The best Mexican Restraunt, hands down, is Fiesta Tepa-Sahuayo in Watsonville, California. It’s an unassuming place in a strip mall, decorated like some lurid Frieda Kahlo psychedelic nightmare and full of surly men that look at groups of gringos funny and a waitstaff that doesn’t speak a world of English. The menu is a hand written document (laminated to double as a placemat) that promises “dishes hard to find even in Mexico”.
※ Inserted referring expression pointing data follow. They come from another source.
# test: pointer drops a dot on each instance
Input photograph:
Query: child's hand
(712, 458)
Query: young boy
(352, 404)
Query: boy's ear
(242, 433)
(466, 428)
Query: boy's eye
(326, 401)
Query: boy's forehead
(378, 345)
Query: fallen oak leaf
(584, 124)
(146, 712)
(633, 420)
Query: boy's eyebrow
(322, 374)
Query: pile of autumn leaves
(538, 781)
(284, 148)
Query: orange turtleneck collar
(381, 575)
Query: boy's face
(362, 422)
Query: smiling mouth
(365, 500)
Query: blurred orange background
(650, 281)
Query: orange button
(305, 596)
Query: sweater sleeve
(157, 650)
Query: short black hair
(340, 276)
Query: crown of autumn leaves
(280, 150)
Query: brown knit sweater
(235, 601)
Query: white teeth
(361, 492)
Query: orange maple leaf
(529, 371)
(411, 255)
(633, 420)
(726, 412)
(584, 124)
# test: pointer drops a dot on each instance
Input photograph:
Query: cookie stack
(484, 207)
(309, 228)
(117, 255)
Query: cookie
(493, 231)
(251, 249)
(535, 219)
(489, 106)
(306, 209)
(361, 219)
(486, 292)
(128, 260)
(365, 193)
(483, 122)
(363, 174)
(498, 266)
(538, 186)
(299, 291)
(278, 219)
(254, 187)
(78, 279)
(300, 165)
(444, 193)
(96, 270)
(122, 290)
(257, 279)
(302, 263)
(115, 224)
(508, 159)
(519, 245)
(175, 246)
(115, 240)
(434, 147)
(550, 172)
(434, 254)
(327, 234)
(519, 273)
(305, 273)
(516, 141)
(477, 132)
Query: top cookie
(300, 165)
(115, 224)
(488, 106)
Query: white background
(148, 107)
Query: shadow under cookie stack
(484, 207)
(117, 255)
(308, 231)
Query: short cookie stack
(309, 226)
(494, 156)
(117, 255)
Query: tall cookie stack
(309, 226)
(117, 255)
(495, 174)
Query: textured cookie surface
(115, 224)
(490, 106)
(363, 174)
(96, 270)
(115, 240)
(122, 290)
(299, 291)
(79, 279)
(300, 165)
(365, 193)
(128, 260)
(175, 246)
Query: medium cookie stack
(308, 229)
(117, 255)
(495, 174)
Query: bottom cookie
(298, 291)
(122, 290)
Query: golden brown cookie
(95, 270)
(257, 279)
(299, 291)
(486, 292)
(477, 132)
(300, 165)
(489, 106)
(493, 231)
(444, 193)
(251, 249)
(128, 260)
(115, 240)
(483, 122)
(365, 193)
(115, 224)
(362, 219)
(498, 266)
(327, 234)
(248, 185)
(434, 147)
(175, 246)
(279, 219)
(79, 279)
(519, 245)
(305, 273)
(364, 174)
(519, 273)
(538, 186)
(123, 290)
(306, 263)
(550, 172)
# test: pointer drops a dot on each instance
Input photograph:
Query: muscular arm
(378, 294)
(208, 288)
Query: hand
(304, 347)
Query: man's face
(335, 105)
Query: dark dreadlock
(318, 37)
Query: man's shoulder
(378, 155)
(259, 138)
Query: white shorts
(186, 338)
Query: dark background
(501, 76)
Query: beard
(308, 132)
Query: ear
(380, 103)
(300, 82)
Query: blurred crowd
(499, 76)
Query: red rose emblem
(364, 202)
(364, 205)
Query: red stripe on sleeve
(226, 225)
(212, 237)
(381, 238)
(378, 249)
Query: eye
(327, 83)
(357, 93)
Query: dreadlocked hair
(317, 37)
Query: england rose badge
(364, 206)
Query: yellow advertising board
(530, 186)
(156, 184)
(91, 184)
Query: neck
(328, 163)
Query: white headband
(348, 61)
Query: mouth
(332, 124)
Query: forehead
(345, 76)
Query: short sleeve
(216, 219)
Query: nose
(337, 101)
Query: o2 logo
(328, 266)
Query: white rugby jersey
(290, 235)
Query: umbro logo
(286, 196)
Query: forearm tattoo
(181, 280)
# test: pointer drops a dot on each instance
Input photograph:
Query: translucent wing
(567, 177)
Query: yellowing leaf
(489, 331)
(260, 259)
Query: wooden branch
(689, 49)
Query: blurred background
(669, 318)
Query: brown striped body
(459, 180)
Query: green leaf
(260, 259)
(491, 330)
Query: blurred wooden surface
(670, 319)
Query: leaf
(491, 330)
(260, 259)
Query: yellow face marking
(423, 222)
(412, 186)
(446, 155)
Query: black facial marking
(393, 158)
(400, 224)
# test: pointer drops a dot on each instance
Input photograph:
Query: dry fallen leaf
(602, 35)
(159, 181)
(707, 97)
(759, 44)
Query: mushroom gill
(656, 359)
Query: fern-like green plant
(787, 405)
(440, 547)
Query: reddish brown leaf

Oh the food! Where I lived in Santa Cruz, I could walk to ten taquerias. But I still made the half-hour drive down to Watsonville to eat at Tepa-Sahuayo. My standard order was huitlacoche (black corn fungus- tastes meaty and grainy and sweet and savory and wonderful) enchiladas in a trio of sauces- a green sauces, a white suiza sauce, and a delicate pink rose-petal sauce. For this I’d pay $10.00. Carnivores will find all manner of amazing delicacies prepared with great care. Shrimp is a speciality, and it’s served in all kinds of amazing ways- cheesy fondue! pineapple sauce! pumpkin seed sauce! The sheer complexity of flavor found in their sauces make even the best French restaurants look like fry-joints. Everything can be washed down with huge pitchers of sangria ($6.00 for enough to render your whole party unable to drive) or “individual” servings of agua frescas and horchata served in only slightly smaller wildly decorated pitchers. It’s food with heart, creative and unpretentious at the same time.

If you can’t make it down to Watsonville, the best burrito in Santa Cruz can be found at the small counter in the back of Rosa’s convenience store near the boardwalk (by the Comfort Inn.) They put some kind of amazing sauce in it that puts it head and shoulders above the ricey lettucey things with great sloppy glops of sour cream you find at the Pacific Ave taquerias. On the East Side Taqueria Cancun was my place, although it’s nothing special and you are better off going spulrging at Rosa’s by the harbor for their wonderful mojitos and extensive salsa bar served with both fresh tortilla chips and fried plaintains.

Since moving to the East Bay, I’ve cut down on my taqueria habit. I’d love any recommendations. I love Gordo, of course. Juan’s (conveniently by my work) is okay. I love the atmosphere but they seem to be cooking by rote and the food is a bit too expensive for something so entirely standard. I haven’t made it to any of the famous taco trucks…partially because I fear it may be hard to remain vegetarian when confronted with one. The taquerias by my house (by the Grand Lake theater, Oakland) are all equally dreadful and overpriced.